実力テストが終わり、数日経った頃。制服は軽やかな夏服になり、校内もどこか浮き足だった中で。

「風華。体は大丈夫?」

「……ん。いつもの、時季的なの、だから」

心配かけてごめんね、と風華は紗雪に告げ、廊下を歩く。

季節の変わり目は、どうしても体調を崩しやすい。実力テストが終った翌日も、風華は反動のように寝込んでしまった。

声をかけてくる人は落ち着いたように見えるが、こそこそと話されるのは変わらない。そんな状況に慣れるしかないのが苦しい。




ーーーストレスなんて、感じたくないのに。




「ああ、貼り出されてるね」

少し広い踊り場の掲示板に、実力テストの結果が貼り出される。すでに人が集まっており、小柄な風華からはよく見えない。

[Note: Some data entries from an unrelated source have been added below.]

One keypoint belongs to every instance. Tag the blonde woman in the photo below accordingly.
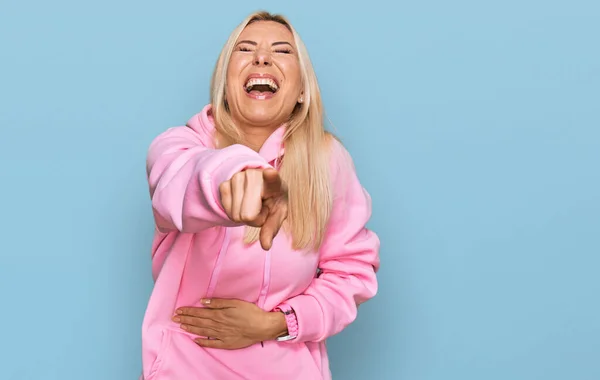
(261, 251)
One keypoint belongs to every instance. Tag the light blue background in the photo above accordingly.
(474, 125)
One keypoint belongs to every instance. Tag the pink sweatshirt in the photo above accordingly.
(198, 252)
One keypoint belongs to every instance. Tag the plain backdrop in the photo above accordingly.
(474, 125)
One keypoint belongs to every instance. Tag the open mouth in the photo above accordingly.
(261, 86)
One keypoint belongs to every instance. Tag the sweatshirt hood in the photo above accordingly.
(203, 124)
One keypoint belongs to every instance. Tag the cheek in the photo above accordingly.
(292, 75)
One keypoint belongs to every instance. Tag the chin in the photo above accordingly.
(260, 115)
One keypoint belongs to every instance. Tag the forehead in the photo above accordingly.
(266, 31)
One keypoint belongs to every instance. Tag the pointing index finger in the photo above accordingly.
(273, 185)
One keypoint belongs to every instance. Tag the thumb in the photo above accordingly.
(218, 303)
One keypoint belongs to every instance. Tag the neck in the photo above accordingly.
(256, 136)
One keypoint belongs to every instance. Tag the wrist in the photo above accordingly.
(276, 325)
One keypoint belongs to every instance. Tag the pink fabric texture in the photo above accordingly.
(198, 252)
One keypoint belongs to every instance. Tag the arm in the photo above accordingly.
(184, 177)
(349, 260)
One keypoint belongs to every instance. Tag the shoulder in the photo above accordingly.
(197, 131)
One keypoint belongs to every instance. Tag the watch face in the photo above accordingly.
(284, 338)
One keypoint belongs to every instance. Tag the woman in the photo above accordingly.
(261, 251)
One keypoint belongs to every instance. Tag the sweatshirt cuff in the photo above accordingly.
(309, 316)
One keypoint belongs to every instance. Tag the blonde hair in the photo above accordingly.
(305, 165)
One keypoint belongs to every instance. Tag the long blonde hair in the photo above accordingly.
(305, 165)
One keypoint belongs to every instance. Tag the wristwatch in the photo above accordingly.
(290, 320)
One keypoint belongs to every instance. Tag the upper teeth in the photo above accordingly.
(256, 81)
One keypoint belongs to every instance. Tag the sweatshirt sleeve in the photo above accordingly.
(184, 177)
(349, 260)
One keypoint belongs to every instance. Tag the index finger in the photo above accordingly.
(273, 185)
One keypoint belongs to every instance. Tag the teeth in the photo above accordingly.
(264, 81)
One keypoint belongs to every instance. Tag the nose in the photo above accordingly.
(262, 57)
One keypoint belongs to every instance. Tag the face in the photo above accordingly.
(263, 77)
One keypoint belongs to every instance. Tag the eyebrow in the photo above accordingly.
(273, 44)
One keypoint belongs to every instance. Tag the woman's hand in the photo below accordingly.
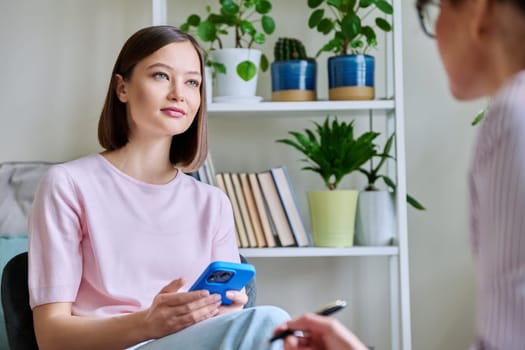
(238, 298)
(172, 311)
(319, 333)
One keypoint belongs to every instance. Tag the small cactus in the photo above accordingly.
(289, 49)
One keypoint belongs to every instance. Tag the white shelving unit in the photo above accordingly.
(393, 109)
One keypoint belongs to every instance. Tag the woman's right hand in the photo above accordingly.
(172, 311)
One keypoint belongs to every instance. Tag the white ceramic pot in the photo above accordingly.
(231, 84)
(376, 218)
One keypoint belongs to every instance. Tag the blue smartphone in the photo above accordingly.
(221, 276)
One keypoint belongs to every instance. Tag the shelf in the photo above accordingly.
(316, 108)
(311, 252)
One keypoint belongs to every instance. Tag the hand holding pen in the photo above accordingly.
(318, 332)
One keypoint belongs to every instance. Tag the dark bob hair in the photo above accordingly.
(189, 149)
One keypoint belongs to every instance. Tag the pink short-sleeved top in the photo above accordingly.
(109, 243)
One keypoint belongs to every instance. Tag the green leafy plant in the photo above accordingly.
(248, 19)
(286, 49)
(332, 151)
(346, 21)
(373, 173)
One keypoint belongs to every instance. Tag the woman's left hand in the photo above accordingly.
(238, 298)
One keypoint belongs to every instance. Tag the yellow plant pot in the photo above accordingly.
(332, 216)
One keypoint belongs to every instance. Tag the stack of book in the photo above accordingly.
(265, 209)
(264, 205)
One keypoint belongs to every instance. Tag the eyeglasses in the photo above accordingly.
(428, 11)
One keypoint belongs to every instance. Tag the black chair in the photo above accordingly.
(15, 301)
(18, 315)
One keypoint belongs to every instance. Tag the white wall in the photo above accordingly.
(55, 61)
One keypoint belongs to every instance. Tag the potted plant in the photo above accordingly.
(332, 151)
(351, 70)
(375, 219)
(293, 73)
(238, 65)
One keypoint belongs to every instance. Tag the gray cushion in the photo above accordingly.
(18, 184)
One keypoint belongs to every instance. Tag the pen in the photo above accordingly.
(327, 310)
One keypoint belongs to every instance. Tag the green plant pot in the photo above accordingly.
(332, 216)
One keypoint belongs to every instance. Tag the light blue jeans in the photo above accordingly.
(248, 329)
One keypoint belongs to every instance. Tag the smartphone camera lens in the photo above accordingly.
(220, 276)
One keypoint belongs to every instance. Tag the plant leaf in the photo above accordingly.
(263, 7)
(229, 7)
(246, 70)
(384, 6)
(206, 31)
(314, 3)
(264, 63)
(383, 24)
(268, 24)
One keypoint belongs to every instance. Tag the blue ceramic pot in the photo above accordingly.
(291, 76)
(352, 71)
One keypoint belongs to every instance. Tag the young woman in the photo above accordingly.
(481, 43)
(117, 238)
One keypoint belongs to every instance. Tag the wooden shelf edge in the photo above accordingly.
(301, 107)
(320, 252)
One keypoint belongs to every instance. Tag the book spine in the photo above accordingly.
(219, 179)
(236, 211)
(262, 211)
(276, 209)
(252, 210)
(291, 208)
(245, 216)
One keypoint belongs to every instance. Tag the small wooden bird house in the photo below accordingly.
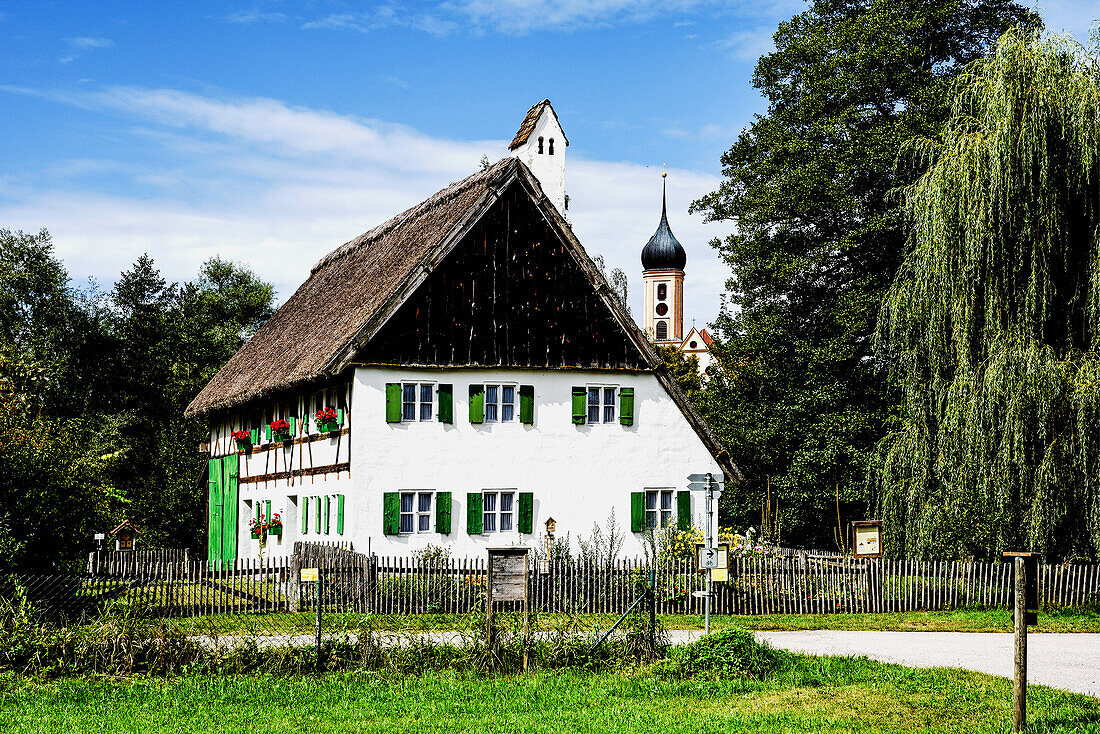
(125, 536)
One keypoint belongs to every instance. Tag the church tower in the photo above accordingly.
(540, 143)
(662, 265)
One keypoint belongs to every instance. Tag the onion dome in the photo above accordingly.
(663, 251)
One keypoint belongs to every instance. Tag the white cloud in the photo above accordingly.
(1071, 17)
(277, 186)
(750, 44)
(254, 15)
(81, 44)
(382, 17)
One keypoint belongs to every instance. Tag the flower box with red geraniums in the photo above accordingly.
(281, 429)
(244, 439)
(328, 419)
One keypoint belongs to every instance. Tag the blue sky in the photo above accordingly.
(271, 132)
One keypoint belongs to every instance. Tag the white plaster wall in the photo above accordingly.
(578, 474)
(550, 170)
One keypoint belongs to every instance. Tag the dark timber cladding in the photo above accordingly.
(509, 295)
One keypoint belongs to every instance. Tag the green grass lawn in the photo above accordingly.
(814, 694)
(967, 620)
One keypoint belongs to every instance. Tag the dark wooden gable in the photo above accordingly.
(507, 295)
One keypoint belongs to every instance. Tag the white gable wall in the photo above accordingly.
(578, 474)
(550, 170)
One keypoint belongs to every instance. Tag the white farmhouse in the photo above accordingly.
(482, 379)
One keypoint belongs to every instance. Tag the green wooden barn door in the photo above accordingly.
(230, 472)
(213, 517)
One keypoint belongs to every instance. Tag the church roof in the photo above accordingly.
(663, 250)
(527, 127)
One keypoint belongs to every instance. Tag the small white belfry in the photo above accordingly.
(541, 144)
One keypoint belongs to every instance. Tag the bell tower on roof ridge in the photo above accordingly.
(541, 143)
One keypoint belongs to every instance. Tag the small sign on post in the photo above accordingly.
(867, 538)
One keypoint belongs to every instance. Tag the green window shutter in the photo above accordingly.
(476, 404)
(446, 411)
(391, 513)
(213, 525)
(527, 404)
(393, 402)
(683, 510)
(443, 513)
(580, 404)
(474, 513)
(526, 512)
(626, 406)
(637, 512)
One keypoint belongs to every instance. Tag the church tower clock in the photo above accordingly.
(662, 264)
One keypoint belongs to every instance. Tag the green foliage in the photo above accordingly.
(682, 368)
(728, 653)
(991, 325)
(92, 389)
(820, 236)
(54, 473)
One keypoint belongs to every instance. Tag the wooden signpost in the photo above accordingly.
(508, 569)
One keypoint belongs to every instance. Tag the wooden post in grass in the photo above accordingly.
(1020, 623)
(1024, 612)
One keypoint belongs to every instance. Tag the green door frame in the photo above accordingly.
(222, 516)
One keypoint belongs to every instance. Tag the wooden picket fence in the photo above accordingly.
(356, 582)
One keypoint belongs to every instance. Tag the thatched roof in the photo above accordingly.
(352, 292)
(528, 124)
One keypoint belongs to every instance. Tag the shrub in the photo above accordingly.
(729, 653)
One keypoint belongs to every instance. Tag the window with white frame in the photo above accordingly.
(602, 404)
(416, 512)
(658, 507)
(498, 512)
(499, 403)
(417, 398)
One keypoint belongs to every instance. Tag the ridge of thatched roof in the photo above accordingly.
(298, 343)
(353, 291)
(527, 127)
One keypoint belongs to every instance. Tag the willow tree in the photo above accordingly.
(991, 325)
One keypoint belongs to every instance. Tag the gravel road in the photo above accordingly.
(1069, 661)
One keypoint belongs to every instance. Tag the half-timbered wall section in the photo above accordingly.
(305, 477)
(508, 295)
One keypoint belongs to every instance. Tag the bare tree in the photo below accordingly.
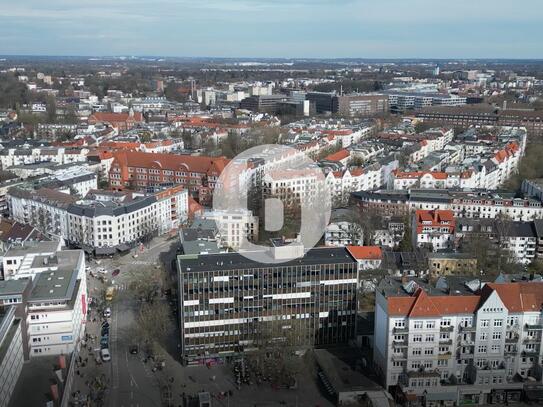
(154, 324)
(147, 282)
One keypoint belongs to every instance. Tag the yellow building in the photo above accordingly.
(446, 264)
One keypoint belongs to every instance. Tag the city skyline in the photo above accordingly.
(298, 29)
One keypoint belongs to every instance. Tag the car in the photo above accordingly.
(106, 356)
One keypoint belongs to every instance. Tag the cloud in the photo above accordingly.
(357, 28)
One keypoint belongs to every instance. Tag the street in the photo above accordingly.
(132, 381)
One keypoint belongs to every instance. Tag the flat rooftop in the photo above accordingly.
(10, 287)
(60, 280)
(233, 261)
(32, 248)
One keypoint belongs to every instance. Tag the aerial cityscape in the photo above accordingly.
(257, 203)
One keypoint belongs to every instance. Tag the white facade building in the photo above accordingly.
(233, 226)
(57, 306)
(458, 348)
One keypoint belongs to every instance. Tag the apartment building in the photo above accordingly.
(11, 352)
(57, 307)
(476, 203)
(451, 263)
(112, 221)
(119, 121)
(402, 101)
(343, 233)
(460, 342)
(20, 255)
(229, 302)
(360, 104)
(234, 226)
(487, 172)
(293, 186)
(138, 170)
(10, 157)
(107, 220)
(522, 240)
(433, 229)
(466, 116)
(342, 183)
(43, 208)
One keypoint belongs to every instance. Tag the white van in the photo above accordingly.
(106, 356)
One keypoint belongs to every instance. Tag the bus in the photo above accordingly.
(110, 292)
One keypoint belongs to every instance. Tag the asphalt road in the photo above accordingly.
(133, 384)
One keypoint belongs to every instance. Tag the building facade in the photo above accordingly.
(228, 301)
(470, 344)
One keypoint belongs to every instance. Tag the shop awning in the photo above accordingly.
(445, 396)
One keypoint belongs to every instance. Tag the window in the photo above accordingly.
(399, 323)
(445, 322)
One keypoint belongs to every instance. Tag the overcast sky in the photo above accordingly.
(274, 28)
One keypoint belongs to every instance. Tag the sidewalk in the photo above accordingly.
(92, 378)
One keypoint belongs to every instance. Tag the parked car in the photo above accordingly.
(106, 356)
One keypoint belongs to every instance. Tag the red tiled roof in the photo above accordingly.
(422, 305)
(340, 155)
(518, 297)
(115, 117)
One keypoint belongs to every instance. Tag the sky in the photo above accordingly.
(274, 28)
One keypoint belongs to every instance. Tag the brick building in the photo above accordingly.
(138, 170)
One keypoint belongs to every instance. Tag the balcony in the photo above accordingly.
(467, 328)
(533, 327)
(512, 351)
(513, 339)
(399, 357)
(445, 355)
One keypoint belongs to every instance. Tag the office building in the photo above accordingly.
(460, 342)
(228, 301)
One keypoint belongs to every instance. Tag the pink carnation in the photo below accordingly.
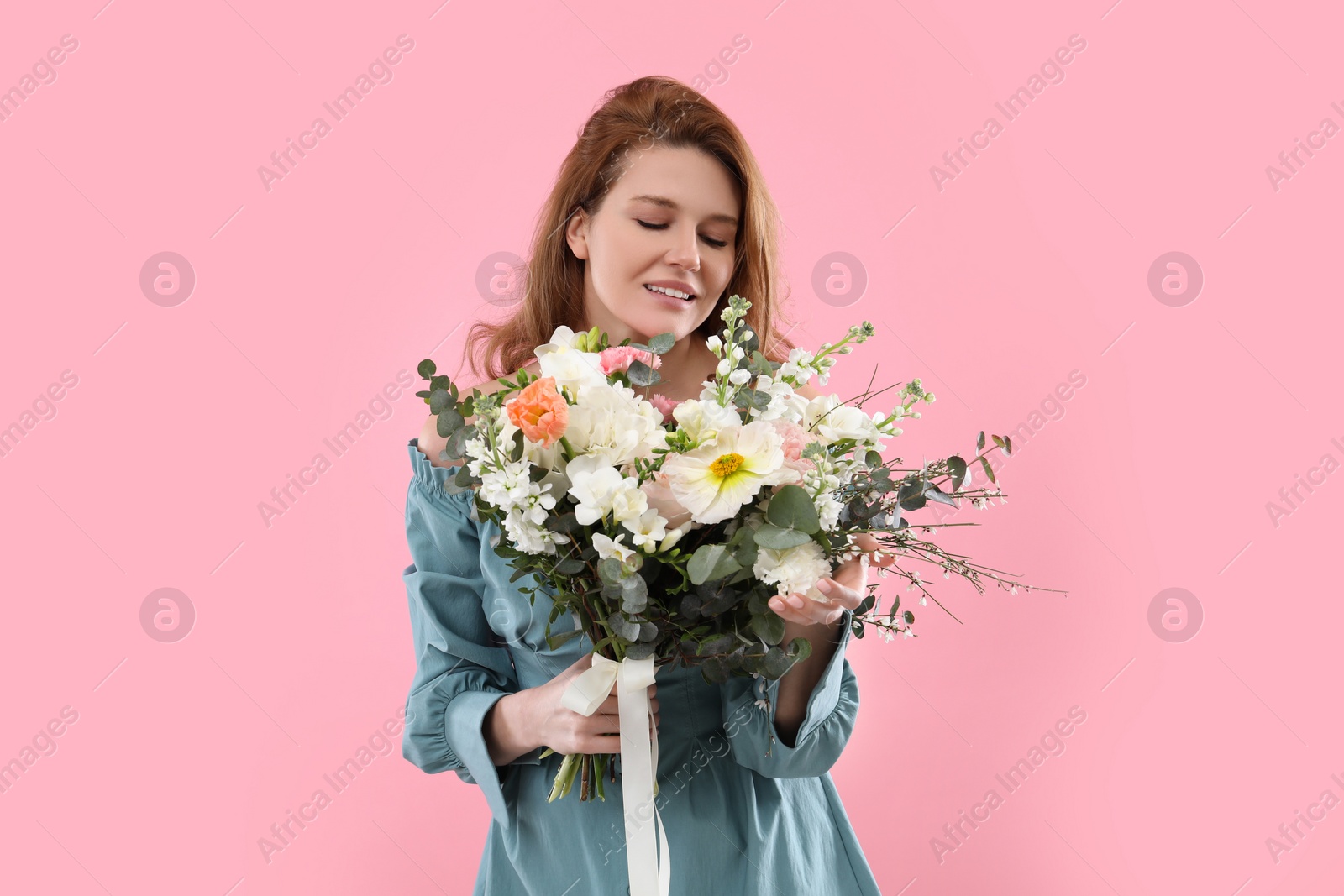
(795, 439)
(664, 405)
(618, 359)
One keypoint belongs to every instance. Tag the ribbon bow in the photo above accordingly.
(638, 762)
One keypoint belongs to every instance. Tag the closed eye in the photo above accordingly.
(717, 244)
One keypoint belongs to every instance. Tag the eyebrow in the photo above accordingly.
(667, 203)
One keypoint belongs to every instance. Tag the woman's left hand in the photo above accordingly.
(844, 590)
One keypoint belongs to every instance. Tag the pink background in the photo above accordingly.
(309, 297)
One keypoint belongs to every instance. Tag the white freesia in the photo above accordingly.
(781, 399)
(595, 488)
(716, 479)
(647, 528)
(675, 535)
(793, 570)
(702, 419)
(612, 422)
(608, 547)
(833, 421)
(569, 365)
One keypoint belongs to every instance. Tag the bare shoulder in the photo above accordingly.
(430, 443)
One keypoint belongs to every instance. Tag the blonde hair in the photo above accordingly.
(638, 116)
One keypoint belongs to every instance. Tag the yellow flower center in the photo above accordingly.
(726, 465)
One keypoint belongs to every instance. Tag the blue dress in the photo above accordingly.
(743, 815)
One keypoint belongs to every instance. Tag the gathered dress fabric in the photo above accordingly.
(743, 812)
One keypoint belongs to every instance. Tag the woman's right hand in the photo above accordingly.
(566, 731)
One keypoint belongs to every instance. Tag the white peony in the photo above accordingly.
(569, 365)
(716, 479)
(793, 570)
(702, 419)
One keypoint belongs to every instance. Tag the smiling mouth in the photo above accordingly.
(671, 291)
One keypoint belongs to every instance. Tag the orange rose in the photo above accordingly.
(541, 411)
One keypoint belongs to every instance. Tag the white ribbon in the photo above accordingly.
(638, 762)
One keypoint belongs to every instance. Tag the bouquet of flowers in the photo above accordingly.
(665, 530)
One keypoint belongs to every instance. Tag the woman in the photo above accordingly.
(659, 214)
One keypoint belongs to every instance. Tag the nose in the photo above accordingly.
(685, 253)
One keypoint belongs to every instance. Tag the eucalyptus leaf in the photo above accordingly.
(711, 562)
(642, 374)
(776, 664)
(663, 343)
(622, 627)
(800, 649)
(638, 651)
(792, 508)
(635, 594)
(714, 644)
(517, 452)
(958, 468)
(611, 570)
(777, 539)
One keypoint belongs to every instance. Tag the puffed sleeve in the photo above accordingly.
(823, 735)
(461, 667)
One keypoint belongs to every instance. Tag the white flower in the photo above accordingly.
(615, 423)
(569, 365)
(593, 488)
(608, 547)
(714, 481)
(648, 528)
(793, 570)
(701, 419)
(837, 421)
(674, 537)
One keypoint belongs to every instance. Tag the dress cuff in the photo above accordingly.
(822, 736)
(465, 718)
(824, 698)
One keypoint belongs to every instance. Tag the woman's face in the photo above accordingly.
(671, 219)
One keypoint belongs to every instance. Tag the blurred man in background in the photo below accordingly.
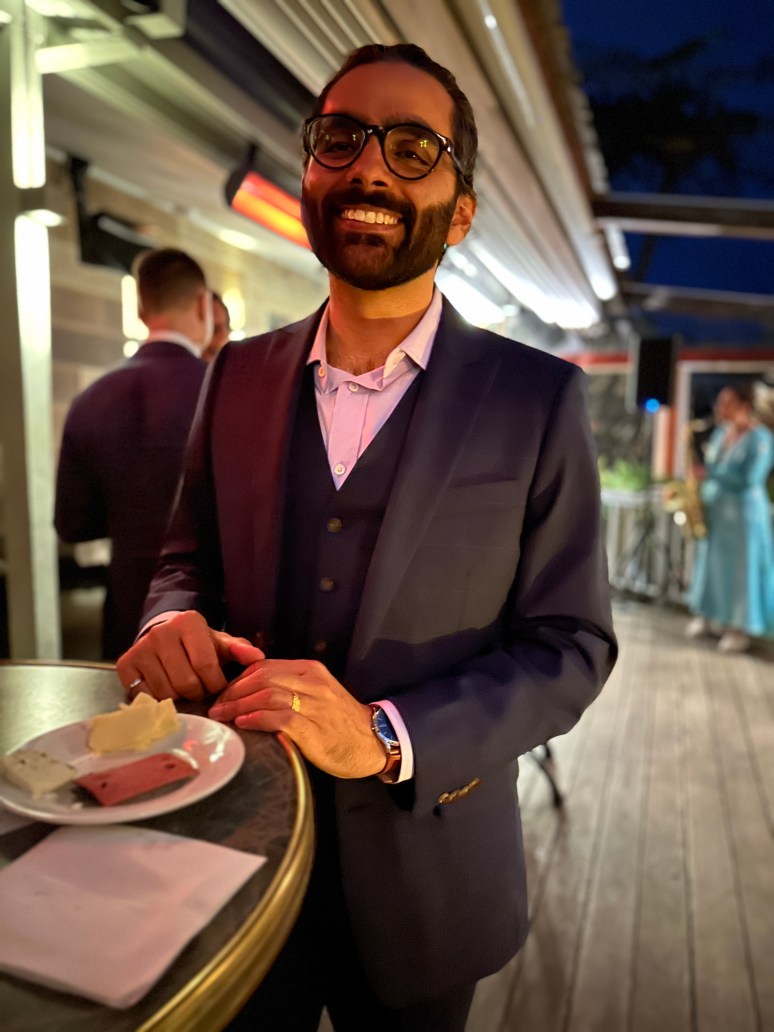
(221, 328)
(125, 437)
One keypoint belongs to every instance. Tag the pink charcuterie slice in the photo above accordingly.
(117, 784)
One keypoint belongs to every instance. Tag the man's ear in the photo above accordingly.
(464, 211)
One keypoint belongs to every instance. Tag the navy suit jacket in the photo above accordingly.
(120, 464)
(484, 617)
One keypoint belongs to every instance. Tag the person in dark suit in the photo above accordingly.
(125, 437)
(402, 512)
(221, 328)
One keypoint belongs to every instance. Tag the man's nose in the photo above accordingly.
(369, 165)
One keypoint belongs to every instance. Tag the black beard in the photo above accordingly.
(366, 260)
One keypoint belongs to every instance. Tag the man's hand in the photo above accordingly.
(328, 724)
(183, 657)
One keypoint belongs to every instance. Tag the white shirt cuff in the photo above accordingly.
(406, 771)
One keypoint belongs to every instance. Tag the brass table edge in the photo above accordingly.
(82, 664)
(216, 994)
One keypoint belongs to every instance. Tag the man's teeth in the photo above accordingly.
(359, 216)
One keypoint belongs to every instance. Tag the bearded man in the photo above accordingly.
(402, 511)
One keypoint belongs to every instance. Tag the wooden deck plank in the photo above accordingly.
(607, 939)
(662, 982)
(541, 835)
(541, 994)
(753, 677)
(652, 894)
(750, 837)
(722, 982)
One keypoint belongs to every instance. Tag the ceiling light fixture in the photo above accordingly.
(256, 198)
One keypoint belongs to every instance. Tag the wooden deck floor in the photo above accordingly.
(652, 891)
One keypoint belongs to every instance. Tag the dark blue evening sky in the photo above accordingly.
(739, 37)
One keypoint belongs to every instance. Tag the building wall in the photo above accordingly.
(86, 299)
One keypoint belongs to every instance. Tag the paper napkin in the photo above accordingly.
(102, 911)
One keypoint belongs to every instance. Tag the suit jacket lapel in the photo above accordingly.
(455, 385)
(265, 405)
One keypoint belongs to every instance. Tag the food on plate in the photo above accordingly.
(133, 726)
(117, 784)
(37, 772)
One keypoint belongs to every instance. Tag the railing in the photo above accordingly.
(648, 555)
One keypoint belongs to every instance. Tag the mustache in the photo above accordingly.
(355, 196)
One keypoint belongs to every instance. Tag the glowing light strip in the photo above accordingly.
(269, 206)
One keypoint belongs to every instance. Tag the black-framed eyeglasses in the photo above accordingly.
(410, 151)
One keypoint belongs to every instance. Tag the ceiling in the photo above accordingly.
(166, 98)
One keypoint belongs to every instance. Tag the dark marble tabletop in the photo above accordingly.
(265, 809)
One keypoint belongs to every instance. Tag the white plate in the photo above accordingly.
(214, 748)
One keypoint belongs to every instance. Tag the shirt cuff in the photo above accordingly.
(406, 771)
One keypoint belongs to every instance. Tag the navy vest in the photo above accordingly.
(328, 536)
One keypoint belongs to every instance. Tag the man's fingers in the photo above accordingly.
(175, 657)
(151, 674)
(269, 720)
(237, 649)
(230, 707)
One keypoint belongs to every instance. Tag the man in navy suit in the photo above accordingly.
(402, 512)
(125, 437)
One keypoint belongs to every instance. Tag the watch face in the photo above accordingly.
(385, 730)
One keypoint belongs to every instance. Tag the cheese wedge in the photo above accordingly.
(133, 727)
(37, 772)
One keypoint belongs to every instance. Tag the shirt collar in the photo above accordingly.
(171, 336)
(417, 345)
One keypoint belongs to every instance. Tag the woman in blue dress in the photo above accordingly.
(732, 590)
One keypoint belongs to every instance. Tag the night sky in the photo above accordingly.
(620, 53)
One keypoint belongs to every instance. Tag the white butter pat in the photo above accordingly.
(37, 772)
(133, 727)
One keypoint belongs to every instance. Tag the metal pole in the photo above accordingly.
(26, 394)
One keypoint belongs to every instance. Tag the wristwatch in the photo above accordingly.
(382, 728)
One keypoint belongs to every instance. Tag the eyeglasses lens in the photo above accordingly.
(409, 151)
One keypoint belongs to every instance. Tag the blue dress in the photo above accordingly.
(733, 580)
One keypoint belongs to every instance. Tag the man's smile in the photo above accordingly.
(369, 216)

南高は結構な進学校である。意外にも同じ中学から進学した者は少ないが。噂でしかないが、晴久と天が入学し、南高の王子様と呼ばれるようになると、入試の、特に女子の倍率がはね上がったという。合格ラインが例年よりも格段に高かったのだ。王子様は伊達じゃない。


「さ、紗雪ちゃん」

「何ー?」

「見え、る?」

「んー、いや。無理だわこれ」


南高は公立ながら4年制の大学進学率が高く、保護者受けがいい。テストや補講も多く、成績も上位者は貼り出される。


学年トップ3から落ちたことのない晴久は、その点でも有名だった。

かくいう紗雪も、中学ではトップの成績を誇っていたし、前回の定期考査でも学年7位に入っていた。


「あ、高山さん」

びくり、と肩を震わせて後ろを向くと、クラスメートの女子が数名かたまって、風華を呼んでいた。


「高山さん、絶対上位でしょー?」

「ねー、高山先輩の妹なんだもん」

「中間は知らなかったから見落としちゃったけど」

「先輩みたいに、頭いいんだよね?」

「ねぇ、何位何位?」


騒ぎ出した集団に、結果の前にいた生徒も注目し出す。中には、「アレが王子様の妹か」とぶしつけな視線を向ける人もいる。


「ぁの……」

風華の成績は、よくも悪くもない。国語だけは紗雪に負けず上位に食い込むが、総合計では平均を超える程度だ。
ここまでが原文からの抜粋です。